Jain later helped Kamaladevi Chattopadhyay organise the Indian Cooperative Union and applied its principles to the handicrafts industry. As secretary of the All-India Handicrafts Board, he fostered decentralised production and directed training, technical services, and loans to India's struggling self-employed spinners, weavers, carpenters, and metalsmiths. He applied modern marketing techniques to promote handicraft sales abroad and organised the Central Cottage Industries Emporium to expand the market at home. He championed artisans against mechanisation and mass production, helping millions of independent craftsmen carry on traditional livelihoods in security and pride and assured the survival of precious arts and skills.

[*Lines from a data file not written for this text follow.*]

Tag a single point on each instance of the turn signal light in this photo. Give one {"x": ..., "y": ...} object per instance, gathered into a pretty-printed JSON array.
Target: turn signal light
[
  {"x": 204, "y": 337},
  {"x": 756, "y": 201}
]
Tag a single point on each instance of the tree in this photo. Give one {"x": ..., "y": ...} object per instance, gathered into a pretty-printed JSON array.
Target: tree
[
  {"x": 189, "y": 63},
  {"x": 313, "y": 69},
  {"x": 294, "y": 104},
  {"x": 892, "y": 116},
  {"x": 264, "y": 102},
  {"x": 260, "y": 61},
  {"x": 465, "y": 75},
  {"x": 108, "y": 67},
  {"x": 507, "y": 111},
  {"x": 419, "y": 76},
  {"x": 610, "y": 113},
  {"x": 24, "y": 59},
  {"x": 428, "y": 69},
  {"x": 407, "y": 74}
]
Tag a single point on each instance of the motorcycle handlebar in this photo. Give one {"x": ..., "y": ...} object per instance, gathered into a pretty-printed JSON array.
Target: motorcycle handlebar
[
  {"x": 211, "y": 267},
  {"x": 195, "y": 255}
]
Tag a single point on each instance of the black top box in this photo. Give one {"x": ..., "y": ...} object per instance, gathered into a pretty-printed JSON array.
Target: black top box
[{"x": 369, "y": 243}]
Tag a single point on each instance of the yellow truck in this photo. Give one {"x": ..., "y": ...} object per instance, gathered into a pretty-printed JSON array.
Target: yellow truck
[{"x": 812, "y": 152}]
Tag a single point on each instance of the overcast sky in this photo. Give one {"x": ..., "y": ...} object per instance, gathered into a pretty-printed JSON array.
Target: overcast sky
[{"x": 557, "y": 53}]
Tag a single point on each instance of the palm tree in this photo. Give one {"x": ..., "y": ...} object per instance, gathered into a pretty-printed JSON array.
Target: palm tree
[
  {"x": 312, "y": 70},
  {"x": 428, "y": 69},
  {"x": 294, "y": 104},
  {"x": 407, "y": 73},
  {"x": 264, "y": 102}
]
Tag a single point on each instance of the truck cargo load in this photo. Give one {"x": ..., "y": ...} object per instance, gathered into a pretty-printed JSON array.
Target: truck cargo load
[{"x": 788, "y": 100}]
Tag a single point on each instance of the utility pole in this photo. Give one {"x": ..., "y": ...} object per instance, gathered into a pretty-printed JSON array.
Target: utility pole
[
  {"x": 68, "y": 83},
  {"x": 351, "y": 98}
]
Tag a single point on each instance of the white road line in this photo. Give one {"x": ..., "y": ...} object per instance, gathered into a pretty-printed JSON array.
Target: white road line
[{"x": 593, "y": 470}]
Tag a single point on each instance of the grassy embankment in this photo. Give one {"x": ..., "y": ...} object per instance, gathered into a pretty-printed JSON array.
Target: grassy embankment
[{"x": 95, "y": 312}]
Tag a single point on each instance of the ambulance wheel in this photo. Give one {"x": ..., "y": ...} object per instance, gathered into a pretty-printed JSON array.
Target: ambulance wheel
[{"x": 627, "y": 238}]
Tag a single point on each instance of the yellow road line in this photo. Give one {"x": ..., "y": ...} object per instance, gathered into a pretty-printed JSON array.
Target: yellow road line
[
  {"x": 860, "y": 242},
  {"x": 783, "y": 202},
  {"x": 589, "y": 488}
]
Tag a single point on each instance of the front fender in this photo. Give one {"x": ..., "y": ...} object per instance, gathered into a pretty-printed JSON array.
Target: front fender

In 1966 he led the establishment of a chain of consumer cooperative stores where those living in cities could buy food, clothing, and tools at a fair price. In 1968 he co-founded a service-oriented consulting firm.

Jain worked with and on a number of development agencies as well as government committees and boards, such as the World Commission on Dams As part of the ICU, he helped set up the Central Cottage Industries Emporium and Super Bazaar cooperative stores.

Jain's wife was the economist Devaki Jain; the couple had two sons and settled in Bangalore. His son Sreenivasan Jain is a news anchor, journalist, and currently managing editor with NDTV. In 1989, Jain received the Ramon Magsaysay Award for Public Service, for "his informed and selfless commitment to attack India's poverty at the grass-roots level".

== Awards ==
In 2011, he was chosen posthumously for the civilian award Padma Vibhushan by the Government of India, but the family declined to accept the award since he had been against the concept of state honours.

== Controversies ==
During his stint as the Indian High Commissioner to South Africa, the Indian Government headed by Atal Bihari Vajpayee conducted nuclear tests in Pokhran. LC Jain, who had been appointed by the IK Gujral government, was recalled by the PM Atal Bihari Vajpayee government in 1998. National Security Advisor Brajesh Mishra was reportedly of the opinion that Jain had not effectively defended India's decision to conduct the Pokhran II tests. Reporters like KP Nayar argued that Jain was against the idea and had communicated this to the South African government. After the Pakistani High Commissioner claimed the tests were a major threat to Pakistan, Jain was asked how he, reacted to the tests.

Jain replied that, “nobody in the world can be comfortable with a nuclear device.” According to him, it was this statement that earned the ire of Mishra, who felt he shouldn't have said this and so asked for him to be recalled.

In December 2017, Rajiv Mantri made a charge against Jain calling him a certifiable traitor in one of his articles on the basis of his support to South Africa's opposition to nuclear tests by India at the NAM summit, later that year. In response to this Jain's son, reporter Sreenivasan Jain sent a defamation notice to Mantri.

== Publications ==

- "Development of Decentralized Industries in India—Progress and Perspectives." Gandhi Marg. 2, no. 6 (September 1980): 307–29.
- "Obituary: Kamaladevi." Economic and Political Weekly, 26 November 1988, 2520–21.
- "Poverty, Environment, Development: A View from Gandhi's Window." Economic and Political Weekly, 13 February 1988, 311–20.
- Power to the People: Decentralization Is a Necessity. Policy Issue no.1. Hyderabad: Academy of Gandhian Studies, 1980.
- "A tale of Two Programmes: The Mahatma's and Mrs. Gandhi's." Times of India, 26 November 1983.
- (with B. V. Krishnamurthy and P. M. Tripathi) Grass without Roots: Rural Development under Government Auspices. New Delhi: Sage Publications, 1985.